金型を安く作るにはどうしたら良いでしょうか?
安い金型とは、要求機能・品質に対してコスト・パフォーマンスの最も優れている
金型のことを指します。

そして、重要なことは金型の価格、品質は、金型設計段階で90%以上決定してし
まうということです。


良い品質の金型を安く作るには、金型そのものの構造、精度、メンテナンス性、量
産効率性、寿命などの要素を設計段階から検討します。そして、要求される機能・
品質と、ランニングコストも含めたトータルコストとのバランスを取り、もっとも効率の
良い金型を作ることが必要です。

■中国国際金型団地
広東省深セン市・東莞市、浙江省台州市・寧波市、江蘇省蘇州市は中国有数の
金型産地です。その中で蘇州市の行政圏に含まれる昆山市の金型の生産は中国
全体の10%を占めています。昆山市は、昆山国際金型団地の整備を進めており、
団地内、団地周辺も含めて、金型製造、金型部品、金型設備、鋼材などを扱う企
業や卸売業が集積する一大金型産地を形成しています。

金型製造企業は、この集積内でほとんどの金型部品、金型材料を調達することが
できるようになっています。

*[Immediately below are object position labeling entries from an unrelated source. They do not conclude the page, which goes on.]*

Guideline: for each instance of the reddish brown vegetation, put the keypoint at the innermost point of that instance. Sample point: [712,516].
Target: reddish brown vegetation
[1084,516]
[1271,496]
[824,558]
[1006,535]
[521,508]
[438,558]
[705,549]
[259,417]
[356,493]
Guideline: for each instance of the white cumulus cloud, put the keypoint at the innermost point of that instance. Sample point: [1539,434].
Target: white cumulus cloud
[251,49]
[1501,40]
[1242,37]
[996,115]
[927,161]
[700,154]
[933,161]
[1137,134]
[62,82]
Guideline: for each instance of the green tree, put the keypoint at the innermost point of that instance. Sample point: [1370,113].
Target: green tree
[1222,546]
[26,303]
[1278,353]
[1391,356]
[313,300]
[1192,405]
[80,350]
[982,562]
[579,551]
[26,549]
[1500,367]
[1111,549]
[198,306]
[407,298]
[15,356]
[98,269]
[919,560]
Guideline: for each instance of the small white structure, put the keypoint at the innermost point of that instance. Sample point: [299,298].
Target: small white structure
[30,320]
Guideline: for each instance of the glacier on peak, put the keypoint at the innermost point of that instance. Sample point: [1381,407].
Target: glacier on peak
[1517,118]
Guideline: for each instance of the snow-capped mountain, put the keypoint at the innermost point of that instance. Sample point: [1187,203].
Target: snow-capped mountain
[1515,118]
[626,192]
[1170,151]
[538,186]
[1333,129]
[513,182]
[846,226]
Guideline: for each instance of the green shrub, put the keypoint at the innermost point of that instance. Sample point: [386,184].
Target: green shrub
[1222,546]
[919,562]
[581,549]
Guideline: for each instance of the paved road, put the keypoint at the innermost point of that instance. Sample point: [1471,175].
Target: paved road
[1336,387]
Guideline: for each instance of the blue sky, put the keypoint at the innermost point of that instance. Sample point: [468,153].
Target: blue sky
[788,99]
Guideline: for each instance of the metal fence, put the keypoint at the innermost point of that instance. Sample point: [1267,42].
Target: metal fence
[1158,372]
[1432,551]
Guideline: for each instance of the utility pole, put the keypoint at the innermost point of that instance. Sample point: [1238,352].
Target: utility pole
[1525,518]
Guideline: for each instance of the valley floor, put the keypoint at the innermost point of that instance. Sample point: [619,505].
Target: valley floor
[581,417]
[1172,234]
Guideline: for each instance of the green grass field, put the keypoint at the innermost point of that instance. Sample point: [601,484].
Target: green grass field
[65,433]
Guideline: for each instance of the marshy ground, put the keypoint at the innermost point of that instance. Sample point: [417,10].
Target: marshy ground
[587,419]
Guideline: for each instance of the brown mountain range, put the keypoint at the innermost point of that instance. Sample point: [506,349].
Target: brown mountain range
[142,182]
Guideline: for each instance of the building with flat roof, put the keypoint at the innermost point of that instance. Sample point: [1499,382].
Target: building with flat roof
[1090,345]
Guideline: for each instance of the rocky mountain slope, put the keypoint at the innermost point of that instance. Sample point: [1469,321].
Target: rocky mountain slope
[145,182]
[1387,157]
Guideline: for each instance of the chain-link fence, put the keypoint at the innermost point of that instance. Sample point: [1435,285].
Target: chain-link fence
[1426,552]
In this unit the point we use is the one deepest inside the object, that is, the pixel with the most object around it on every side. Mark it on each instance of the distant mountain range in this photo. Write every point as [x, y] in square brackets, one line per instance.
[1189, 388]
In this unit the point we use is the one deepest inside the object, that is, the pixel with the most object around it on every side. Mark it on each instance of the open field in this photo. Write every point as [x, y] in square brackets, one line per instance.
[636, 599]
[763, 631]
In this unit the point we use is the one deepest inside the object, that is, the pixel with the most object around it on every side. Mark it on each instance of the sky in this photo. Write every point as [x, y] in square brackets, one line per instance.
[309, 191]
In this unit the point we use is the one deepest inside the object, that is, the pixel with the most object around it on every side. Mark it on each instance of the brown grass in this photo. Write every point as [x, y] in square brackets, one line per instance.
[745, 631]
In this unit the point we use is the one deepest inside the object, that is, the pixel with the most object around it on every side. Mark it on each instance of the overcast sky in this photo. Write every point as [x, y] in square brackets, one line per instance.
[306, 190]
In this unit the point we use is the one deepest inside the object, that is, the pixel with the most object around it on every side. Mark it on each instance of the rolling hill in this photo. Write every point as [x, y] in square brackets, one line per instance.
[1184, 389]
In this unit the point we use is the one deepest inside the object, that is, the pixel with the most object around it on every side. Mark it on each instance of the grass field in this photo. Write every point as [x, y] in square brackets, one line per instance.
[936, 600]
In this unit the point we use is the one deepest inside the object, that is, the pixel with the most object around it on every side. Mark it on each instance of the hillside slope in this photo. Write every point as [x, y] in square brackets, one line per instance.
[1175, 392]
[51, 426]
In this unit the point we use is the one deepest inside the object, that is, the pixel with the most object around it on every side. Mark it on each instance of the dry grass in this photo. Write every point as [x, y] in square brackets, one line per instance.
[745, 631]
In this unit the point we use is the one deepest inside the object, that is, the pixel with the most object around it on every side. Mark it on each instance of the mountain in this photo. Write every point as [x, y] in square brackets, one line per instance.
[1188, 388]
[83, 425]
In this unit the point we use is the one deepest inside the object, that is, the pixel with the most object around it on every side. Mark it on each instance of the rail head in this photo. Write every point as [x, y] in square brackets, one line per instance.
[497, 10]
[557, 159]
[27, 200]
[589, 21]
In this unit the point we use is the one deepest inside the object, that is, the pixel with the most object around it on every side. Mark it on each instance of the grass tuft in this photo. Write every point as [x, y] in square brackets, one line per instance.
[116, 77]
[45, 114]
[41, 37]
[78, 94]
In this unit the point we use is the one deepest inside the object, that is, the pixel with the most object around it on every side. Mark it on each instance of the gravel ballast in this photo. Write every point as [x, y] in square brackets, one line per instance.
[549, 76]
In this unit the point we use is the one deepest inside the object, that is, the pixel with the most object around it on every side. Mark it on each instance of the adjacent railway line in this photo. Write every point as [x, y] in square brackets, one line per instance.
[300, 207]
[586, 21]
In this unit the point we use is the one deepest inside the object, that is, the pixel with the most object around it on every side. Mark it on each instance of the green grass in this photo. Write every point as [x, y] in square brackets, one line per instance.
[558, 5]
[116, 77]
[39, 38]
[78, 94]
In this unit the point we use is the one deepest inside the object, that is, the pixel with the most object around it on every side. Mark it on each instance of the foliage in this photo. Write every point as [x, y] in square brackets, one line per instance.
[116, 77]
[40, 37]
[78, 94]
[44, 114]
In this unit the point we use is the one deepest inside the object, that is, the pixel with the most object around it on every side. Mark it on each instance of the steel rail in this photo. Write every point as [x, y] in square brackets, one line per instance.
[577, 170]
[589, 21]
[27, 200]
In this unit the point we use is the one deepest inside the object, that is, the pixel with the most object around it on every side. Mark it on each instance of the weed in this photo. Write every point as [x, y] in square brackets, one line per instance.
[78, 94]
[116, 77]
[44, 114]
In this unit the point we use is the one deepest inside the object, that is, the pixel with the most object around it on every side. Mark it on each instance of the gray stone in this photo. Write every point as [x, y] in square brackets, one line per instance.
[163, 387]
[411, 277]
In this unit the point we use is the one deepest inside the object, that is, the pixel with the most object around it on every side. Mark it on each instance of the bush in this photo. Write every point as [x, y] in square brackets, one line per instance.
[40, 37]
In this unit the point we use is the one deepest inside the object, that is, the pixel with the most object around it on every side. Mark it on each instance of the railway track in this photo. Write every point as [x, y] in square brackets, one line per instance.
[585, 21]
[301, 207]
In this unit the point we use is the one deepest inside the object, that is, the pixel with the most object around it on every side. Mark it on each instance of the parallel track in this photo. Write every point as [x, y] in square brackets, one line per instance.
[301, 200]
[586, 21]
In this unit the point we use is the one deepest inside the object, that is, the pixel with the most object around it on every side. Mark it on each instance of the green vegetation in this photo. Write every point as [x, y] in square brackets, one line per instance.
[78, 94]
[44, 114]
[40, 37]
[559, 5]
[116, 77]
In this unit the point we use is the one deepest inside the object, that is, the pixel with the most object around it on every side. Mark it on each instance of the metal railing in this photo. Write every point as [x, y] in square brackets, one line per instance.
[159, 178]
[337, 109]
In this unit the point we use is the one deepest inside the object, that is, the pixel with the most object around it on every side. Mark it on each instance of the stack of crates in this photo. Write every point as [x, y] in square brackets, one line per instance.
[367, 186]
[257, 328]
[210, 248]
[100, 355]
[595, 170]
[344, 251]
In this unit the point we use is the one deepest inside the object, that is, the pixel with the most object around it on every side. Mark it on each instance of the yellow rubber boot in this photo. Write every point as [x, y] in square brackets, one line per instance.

当然材料や部品を扱う業者間では競争原理が働き、
安くてより品質のよい商品を扱わなければ死活問題となってきます。また、金型製
造企業は、お客様からの要求レベルに添って部品や材料を選択することが求め
られます。

■中国ローカル企業の試み
では、実際どのようにして安い金型作りを目指しているのか、日系自動車部品メー
カーに金型を納入している、昆山市のあるローカル金型製造企業にスポットを当て
てみます。この会社のオーナーは、日本に留学し、その後も日本の金型会社に入
社、17年間日本での生活を経験しており、日本的なモノ作りのスタイルを身につけ
ています。

彼は、2009年に昆山市に金型製作会社を設立し現在に至っています。彼が目指す
ところは、昆山市の金型集積のメリットを生かし、日系企業よりも日本的な考えで
金型を提供することです。実際に、部品や材料の業者と渡り合って、より安くて品
質の良いモノを調達できるのは、彼のような中国人でなければ不可能なワザなの
です。

■金型コストの実際
金型を安く作る秘策などはあり得ません。金型作りの経験・実績から性能、品質な
どのバランスをとり、構造を決め、鋼材・部品を選定、加工方法等を地道に研究し
実績を積み上げていくしか方法はありません。

では、実際日本で製作する金型に比べ、中国ではどれくらい安く作れるか試算し
てみます。
日本の工場で材料費350万円、加工費350万円、外注加工費150万円、利益150
万円、合計1000万円の金型を中国で作った場合、一体いくらでできるでしょうか?
寿命は50万ショット以上、やや複雑な形状、精度の高いOA機器の大型部品と想定
します。そして、品質・性能レベルを以下の3段階に設定します。

H ・・・ 品質、性能は十分なレベル
M ・・・ メンテナンス併用により品質、性能を達成できるレベル
L ・・・ メンテナンス併用するが品質、性能は劣るレベル

■Hレベル 材料費:350+加工費:245+外注費:105+利益:120=合計:820
 条件:材料・部品は日本から輸入するので価格は変わらない。加工費、外注費
 は人件費の分安くなる
■Mレベル 材料費:280+加工費:245+外注費:105+利益:100=合計:730 
 条件:材料、部品は中国国内製を使用する
■Lレベル 材料費:175+加工費:200+外注費:75+利益:80=合計:530
 条件:材料、部品は中国の安いモノを使用する。外注も一番安いところを使う。

結論として精度を要求される1000万円の金型は、中国では820万円~730万円で製
作可能です。
おそらくLレベルの530万円の金型は要求性能からいって使い物にならないと思われ
ます。ただ、これはあくまでも一つの例であって、金型構造、加工方法の見直し、部
品点数の削減によっても価格は下げられる余地があると思われます。
中国金型は一概に安くなる,ならないと言うのではなく、それぞれのケースによって、
価格を分析し最適な金型を検討していく必要があるのではないでしょうか?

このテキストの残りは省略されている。